Furtenbacher und Homann sahen Fortschritte bei einer Reform der Härtefallverordnung. Bis zur nächsten Sitzung des Ausschusses soll das Innenministerium zudem einen Leitfaden zur Abschiebepraxis erstellen.

Koalitionsausschuss diskutiert geplante Verfassungsänderung

Als weitere Themen des Koalitionsausschusses wurden unter anderem die geplante Verfassungsänderung, der Umgang mit gewaltbereiten Linksextremisten und das im Koalitionsvertrag vereinbarte Transparenzgesetz genannt.

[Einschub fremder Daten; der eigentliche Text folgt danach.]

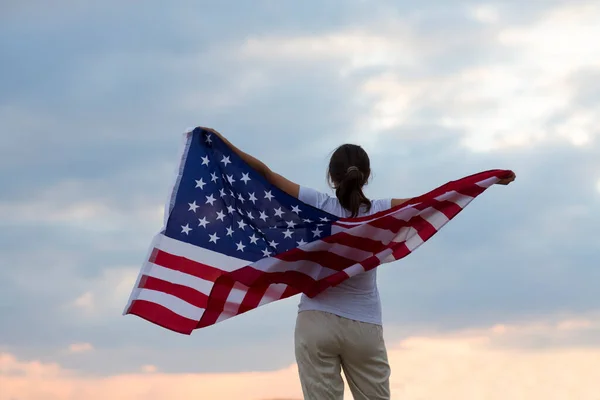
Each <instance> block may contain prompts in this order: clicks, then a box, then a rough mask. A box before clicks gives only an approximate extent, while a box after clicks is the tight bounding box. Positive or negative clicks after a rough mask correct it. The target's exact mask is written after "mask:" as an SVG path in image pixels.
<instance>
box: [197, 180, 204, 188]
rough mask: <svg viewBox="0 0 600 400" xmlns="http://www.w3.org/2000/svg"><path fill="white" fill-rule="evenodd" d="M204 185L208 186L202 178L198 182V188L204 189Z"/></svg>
mask: <svg viewBox="0 0 600 400" xmlns="http://www.w3.org/2000/svg"><path fill="white" fill-rule="evenodd" d="M204 185H206V182H204V180H203V179H202V178H200V179H198V180H197V181H196V187H197V188H200V189H204Z"/></svg>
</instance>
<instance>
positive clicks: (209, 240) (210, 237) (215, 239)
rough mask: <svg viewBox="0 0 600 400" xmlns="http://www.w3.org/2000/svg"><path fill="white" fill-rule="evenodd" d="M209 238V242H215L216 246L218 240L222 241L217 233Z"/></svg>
mask: <svg viewBox="0 0 600 400" xmlns="http://www.w3.org/2000/svg"><path fill="white" fill-rule="evenodd" d="M208 236H209V237H210V239H209V242H213V243H214V244H217V240H219V239H220V237H218V236H217V234H216V233H214V234H212V235H208Z"/></svg>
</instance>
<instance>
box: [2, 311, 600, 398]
mask: <svg viewBox="0 0 600 400" xmlns="http://www.w3.org/2000/svg"><path fill="white" fill-rule="evenodd" d="M590 317H593V316H590ZM597 321H598V320H597V318H593V319H591V318H588V317H586V316H583V317H579V318H575V319H573V318H571V319H555V320H548V321H539V322H533V323H528V324H522V325H496V326H492V327H488V328H485V329H472V330H468V331H458V332H454V333H450V334H448V333H446V334H439V335H426V336H413V337H407V338H405V339H404V340H402V341H401V342H398V343H395V344H393V345H391V346H389V350H388V352H389V359H390V363H391V365H392V377H391V387H392V394H393V398H402V399H407V400H411V399H422V398H427V399H429V398H432V399H433V398H435V399H440V400H444V399H456V398H461V399H465V400H469V399H473V400H478V399H482V398H486V399H490V400H494V399H506V398H530V399H537V398H544V399H550V400H552V399H556V400H563V399H567V398H577V399H582V400H587V399H589V400H592V399H594V398H595V396H596V395H597V393H598V390H599V389H600V386H598V382H597V379H596V376H595V373H596V368H595V366H596V364H597V359H598V357H599V356H600V347H598V346H596V347H588V348H583V347H580V346H577V345H576V344H571V345H570V346H566V347H562V348H556V347H553V346H548V347H544V348H537V349H533V350H532V349H530V348H522V347H518V346H515V345H516V344H518V343H519V342H522V341H525V342H526V341H530V340H531V337H532V335H535V338H536V340H537V341H544V340H551V339H553V338H558V337H562V338H566V339H568V338H569V337H575V336H577V335H578V334H581V333H586V332H588V333H589V334H593V335H597V333H598V332H599V331H600V325H599V324H598V323H597ZM507 343H510V346H507ZM141 370H142V373H135V374H126V375H116V376H109V377H104V378H99V377H93V376H86V375H82V374H80V373H77V372H75V371H69V370H65V369H63V368H61V367H60V366H59V365H57V364H52V363H40V362H36V361H23V360H19V359H17V358H15V357H14V356H12V355H10V354H3V355H2V356H0V383H2V387H3V389H4V390H3V393H2V396H4V397H0V399H2V400H4V399H10V398H11V396H12V397H14V398H18V399H20V400H38V399H39V400H41V399H43V400H78V399H81V398H85V399H89V400H94V399H101V398H107V397H110V398H118V399H122V400H129V399H139V398H145V399H148V400H152V399H162V398H166V397H168V398H170V399H173V400H177V399H184V398H189V397H190V396H201V397H202V398H203V399H206V400H211V399H215V400H217V399H219V400H221V399H241V398H243V399H255V400H260V399H273V398H289V399H292V398H293V399H297V398H301V391H300V385H299V382H298V377H297V370H296V366H295V365H291V366H289V367H286V368H283V369H280V370H277V371H268V372H243V373H237V374H194V373H189V374H168V375H167V374H163V373H160V372H158V370H157V368H156V367H155V366H153V365H145V366H142V367H141ZM549 382H551V384H549ZM346 390H347V389H346Z"/></svg>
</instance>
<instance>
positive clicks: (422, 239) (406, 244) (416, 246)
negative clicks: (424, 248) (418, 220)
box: [404, 228, 424, 252]
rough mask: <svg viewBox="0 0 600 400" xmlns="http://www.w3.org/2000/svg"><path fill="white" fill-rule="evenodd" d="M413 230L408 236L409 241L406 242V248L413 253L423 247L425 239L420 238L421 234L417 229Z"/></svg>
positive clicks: (408, 234)
mask: <svg viewBox="0 0 600 400" xmlns="http://www.w3.org/2000/svg"><path fill="white" fill-rule="evenodd" d="M411 229H412V230H411V231H410V232H409V233H408V234H407V240H405V242H404V243H405V244H406V247H408V249H409V250H410V251H411V252H413V251H414V250H415V249H416V248H417V247H419V246H420V245H422V244H423V243H424V242H423V239H421V236H419V233H418V232H417V230H416V229H415V228H411Z"/></svg>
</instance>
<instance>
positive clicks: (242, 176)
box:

Bei der Verfassungsänderung geht es beispielsweise um die strittige Frage, in welchem Zeitraum Sachsen bei einer Neuverschuldung Kredite tilgen muss. Das steht wegen der Corona-Pandemie aktuell an. Nach bisheriger Gesetzeslage müsste der zur Verfügung stehende Kreditrahmen von bis zu sechs Milliarden Euro binnen acht Jahren zurückgezahlt werden.

Nach den Worten von Homann ist eine Verlängerung der verfassungsmäßig festgeschriebenen Laufzeit für Kredite aber unbedingt notwendig. "An dieser Forderung hält die SPD fest. Nur so können Kürzungen in den Bereichen Bildung, Soziales und Infrastruktur vermieden werden."

"Beim turnusgemäßen Koalitionsausschuss haben wir zum Stand der Umsetzung des Koalitionsvertrages beraten. Die Sachsen-Koalition hat den Freistaat gut durch die Pandemie geführt", urteilte Dierks. Für die Zeit nach Corona brauche es die richtigen Impulse für die Stärkung der Wirtschaft. "Aus Sicht der CDU muss der Freistaat wo möglich Bürokratie abbauen, Innovationskraft stärken und so Freiräume für die Betriebe eröffnen. Nur mit neuer wirtschaftlicher Dynamik können sozialer Ausgleich, gute Bildung und Wohlstand gesichert werden."